Una storia che sembra frutto di fantasia e che, in effetti, è l’espressione fantasiosa della Provvidenza: un paziente coraggioso, un dentista appassionato e generoso, un gruppo di igienisti pronti a seguirlo in una avventura piena di incognite e di carie da curare, migliaia di bocche in attesa del primo dentista… ecco il racconto di dieci anni di voli Bologna-Dawro Konta, per aggiustare sorrisi.
a cura di Saverio Orselli
Tuffati, odontoiatra!
Un’avventura trascinante in Dawro Konta
di Massimo Greischberger
medico dentista
Non sono capace di progetti, non lo sono mai stato: seguo l’istinto e mi butto nelle cose, poi mi volto indietro e colgo il senso della strada percorsa e tutto assume una forma.

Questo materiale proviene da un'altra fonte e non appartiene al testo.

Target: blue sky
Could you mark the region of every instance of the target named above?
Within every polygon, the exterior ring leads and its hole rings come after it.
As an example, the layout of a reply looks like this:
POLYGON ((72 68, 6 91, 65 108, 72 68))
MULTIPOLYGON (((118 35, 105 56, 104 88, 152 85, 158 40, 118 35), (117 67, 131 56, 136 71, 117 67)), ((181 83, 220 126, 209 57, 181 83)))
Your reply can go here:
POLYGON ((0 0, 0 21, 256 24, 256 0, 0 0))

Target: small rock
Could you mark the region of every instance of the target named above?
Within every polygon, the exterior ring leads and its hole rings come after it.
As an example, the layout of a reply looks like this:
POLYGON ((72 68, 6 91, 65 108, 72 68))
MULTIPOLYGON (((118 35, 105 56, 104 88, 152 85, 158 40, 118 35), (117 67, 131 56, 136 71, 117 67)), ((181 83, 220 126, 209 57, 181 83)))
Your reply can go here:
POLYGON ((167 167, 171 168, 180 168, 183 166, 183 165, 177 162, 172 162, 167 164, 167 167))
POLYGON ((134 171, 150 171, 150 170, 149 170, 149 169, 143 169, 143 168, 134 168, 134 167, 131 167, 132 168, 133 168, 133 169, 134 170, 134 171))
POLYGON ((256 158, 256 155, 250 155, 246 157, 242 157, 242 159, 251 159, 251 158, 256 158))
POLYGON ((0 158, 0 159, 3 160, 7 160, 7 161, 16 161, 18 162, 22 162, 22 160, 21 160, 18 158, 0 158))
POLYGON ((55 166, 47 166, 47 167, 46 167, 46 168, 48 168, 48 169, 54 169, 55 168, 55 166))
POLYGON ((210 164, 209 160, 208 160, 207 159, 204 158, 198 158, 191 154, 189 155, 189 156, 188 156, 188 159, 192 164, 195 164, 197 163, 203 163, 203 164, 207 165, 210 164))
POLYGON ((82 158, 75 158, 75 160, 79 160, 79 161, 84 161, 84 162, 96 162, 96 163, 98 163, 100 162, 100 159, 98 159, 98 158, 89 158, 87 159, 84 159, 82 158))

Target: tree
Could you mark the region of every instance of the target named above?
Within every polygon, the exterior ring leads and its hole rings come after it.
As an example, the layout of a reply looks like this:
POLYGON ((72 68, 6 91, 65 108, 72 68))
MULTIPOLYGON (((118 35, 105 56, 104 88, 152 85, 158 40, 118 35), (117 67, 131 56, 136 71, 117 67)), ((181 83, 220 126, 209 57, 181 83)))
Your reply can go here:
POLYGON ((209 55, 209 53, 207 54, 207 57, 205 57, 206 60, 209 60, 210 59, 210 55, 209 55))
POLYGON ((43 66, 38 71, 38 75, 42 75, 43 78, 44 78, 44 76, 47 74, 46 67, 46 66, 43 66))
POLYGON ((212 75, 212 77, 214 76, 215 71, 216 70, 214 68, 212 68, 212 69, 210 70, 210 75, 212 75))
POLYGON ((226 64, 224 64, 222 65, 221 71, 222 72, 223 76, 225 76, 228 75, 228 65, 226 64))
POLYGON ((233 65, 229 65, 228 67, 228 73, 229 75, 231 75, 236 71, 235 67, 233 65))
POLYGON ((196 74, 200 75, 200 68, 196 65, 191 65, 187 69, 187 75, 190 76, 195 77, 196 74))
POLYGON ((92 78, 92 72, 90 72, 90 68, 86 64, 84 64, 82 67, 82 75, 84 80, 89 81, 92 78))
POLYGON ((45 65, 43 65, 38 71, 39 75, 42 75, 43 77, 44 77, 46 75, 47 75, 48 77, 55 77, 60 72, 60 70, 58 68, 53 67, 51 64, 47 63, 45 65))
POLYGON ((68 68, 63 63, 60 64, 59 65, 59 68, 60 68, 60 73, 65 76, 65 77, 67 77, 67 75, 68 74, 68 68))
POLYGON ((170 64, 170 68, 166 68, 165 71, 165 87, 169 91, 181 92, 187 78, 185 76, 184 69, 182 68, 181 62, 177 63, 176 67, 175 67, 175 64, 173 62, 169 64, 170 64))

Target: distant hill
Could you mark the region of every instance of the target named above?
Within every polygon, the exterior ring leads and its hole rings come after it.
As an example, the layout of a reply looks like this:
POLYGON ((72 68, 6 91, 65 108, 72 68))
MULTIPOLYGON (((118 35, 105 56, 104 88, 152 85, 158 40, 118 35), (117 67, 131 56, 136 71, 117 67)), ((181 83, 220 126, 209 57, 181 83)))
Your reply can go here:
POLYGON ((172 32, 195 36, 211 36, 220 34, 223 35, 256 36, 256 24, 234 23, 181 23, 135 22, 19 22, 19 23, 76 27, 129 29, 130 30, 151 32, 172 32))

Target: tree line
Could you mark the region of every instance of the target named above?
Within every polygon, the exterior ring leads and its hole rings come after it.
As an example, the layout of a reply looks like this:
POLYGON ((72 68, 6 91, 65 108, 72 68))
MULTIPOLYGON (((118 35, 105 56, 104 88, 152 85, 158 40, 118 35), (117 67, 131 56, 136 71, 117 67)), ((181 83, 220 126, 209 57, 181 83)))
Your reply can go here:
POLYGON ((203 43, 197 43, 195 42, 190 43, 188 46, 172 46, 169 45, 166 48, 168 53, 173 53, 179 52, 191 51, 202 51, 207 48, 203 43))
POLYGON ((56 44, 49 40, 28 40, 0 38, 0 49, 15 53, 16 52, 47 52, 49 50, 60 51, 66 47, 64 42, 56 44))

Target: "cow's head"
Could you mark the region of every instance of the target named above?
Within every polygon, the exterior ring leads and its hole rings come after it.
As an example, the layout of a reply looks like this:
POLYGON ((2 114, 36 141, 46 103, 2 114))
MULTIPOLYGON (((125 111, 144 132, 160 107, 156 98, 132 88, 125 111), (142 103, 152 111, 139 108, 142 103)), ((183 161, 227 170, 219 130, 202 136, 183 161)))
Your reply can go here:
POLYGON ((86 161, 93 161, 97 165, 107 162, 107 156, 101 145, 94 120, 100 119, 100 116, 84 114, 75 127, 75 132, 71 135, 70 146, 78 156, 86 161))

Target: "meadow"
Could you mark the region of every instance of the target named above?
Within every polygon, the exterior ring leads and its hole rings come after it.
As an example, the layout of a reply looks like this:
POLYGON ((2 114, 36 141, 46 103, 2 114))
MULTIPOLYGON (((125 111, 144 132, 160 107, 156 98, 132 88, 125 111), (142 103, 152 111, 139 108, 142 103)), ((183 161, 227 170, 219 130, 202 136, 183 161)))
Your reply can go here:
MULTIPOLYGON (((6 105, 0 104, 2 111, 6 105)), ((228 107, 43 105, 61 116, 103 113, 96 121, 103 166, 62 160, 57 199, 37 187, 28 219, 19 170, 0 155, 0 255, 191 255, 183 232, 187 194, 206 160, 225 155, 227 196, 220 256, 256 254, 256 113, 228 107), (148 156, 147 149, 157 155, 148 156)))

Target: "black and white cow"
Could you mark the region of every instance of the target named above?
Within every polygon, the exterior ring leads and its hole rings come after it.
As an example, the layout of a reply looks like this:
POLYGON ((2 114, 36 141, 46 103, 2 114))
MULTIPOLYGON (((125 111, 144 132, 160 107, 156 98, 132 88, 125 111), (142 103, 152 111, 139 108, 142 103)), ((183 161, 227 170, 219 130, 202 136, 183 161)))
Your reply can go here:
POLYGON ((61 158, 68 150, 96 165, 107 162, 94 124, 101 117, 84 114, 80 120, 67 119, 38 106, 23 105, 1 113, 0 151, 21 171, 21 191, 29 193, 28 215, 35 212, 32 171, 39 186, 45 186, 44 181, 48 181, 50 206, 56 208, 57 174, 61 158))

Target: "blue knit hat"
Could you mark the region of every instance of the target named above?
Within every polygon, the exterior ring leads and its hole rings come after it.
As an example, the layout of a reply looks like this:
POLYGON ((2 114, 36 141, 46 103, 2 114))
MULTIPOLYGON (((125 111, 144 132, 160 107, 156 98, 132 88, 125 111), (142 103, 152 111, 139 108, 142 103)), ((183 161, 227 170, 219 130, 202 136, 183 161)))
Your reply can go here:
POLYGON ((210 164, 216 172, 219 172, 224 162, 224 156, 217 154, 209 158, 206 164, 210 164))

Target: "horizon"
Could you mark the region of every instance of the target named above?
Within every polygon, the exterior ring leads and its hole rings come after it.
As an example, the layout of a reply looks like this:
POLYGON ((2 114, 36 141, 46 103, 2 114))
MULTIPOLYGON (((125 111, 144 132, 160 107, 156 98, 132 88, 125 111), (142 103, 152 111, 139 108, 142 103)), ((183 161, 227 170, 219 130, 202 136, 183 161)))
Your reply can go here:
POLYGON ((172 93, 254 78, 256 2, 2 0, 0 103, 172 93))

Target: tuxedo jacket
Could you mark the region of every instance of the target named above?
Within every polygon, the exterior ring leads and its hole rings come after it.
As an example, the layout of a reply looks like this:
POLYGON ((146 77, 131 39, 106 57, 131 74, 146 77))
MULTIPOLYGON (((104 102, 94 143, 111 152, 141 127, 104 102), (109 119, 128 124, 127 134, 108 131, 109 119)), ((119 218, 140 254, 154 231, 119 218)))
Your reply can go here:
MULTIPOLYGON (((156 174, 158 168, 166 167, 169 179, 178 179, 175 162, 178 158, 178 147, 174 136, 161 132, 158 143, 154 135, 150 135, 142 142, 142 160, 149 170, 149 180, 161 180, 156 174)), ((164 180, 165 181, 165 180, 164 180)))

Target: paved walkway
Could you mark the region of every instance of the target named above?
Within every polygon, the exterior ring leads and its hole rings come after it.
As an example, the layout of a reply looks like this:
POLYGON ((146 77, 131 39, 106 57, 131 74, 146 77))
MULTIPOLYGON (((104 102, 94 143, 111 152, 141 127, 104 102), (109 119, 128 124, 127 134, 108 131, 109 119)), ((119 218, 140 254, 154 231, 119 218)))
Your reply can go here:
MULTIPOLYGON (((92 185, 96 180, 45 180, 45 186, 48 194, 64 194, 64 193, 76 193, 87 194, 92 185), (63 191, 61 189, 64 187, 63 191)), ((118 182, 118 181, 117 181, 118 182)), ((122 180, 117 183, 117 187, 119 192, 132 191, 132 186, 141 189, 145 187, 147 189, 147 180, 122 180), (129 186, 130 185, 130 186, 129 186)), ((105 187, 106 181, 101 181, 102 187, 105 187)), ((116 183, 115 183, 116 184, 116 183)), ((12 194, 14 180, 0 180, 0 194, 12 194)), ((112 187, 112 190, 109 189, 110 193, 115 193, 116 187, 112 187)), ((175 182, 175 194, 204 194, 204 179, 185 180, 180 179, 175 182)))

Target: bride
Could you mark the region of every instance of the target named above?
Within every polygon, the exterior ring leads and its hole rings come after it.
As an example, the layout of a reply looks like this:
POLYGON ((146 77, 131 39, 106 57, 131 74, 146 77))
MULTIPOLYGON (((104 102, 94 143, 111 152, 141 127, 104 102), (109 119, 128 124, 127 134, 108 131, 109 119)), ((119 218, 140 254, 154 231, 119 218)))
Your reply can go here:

Così, come tutto, è successo per l’Etiopia. Sono un medico odontoiatra; un giorno un paziente molto vicino alle missioni cappuccine mi chiede se potessi donare degli strumenti da mandare in una missione in Etiopia, mi parla di Gassa Chare, di un infermiere che segue una clinica, di frati, di malati, suore e volontari. Io ascolto e gli dico che non sarebbe stato un problema ma questi strumenti avevano bisogno di conoscenze per essere usati e lui, candido, mi dice: «Venga lei ad insegnare». Senza tanto riflettere rispondo che era possibile, che si poteva fare.
È ora di andare
Passano i mesi ed un giorno si presenta in studio dicendomi che era ora di andare. Non mi ricordavo neanche di cosa si stesse parlando ma avevo dato una parola. La partenza sarebbe stata da lì a un mese. Il tempo di raccogliere del materiale… pinze, aghi, anestetici, guanti, strumentario chirurgico ed è ora di andare verso dove non si sa, verso chi neppure; non ci sono mai stati dentisti in Dawro Konta, non si sa quali siano i bisogni e neppure se ci siano. Con tutte le problematiche del mondo, cosa andrà a fare un dentista in un luogo così remoto?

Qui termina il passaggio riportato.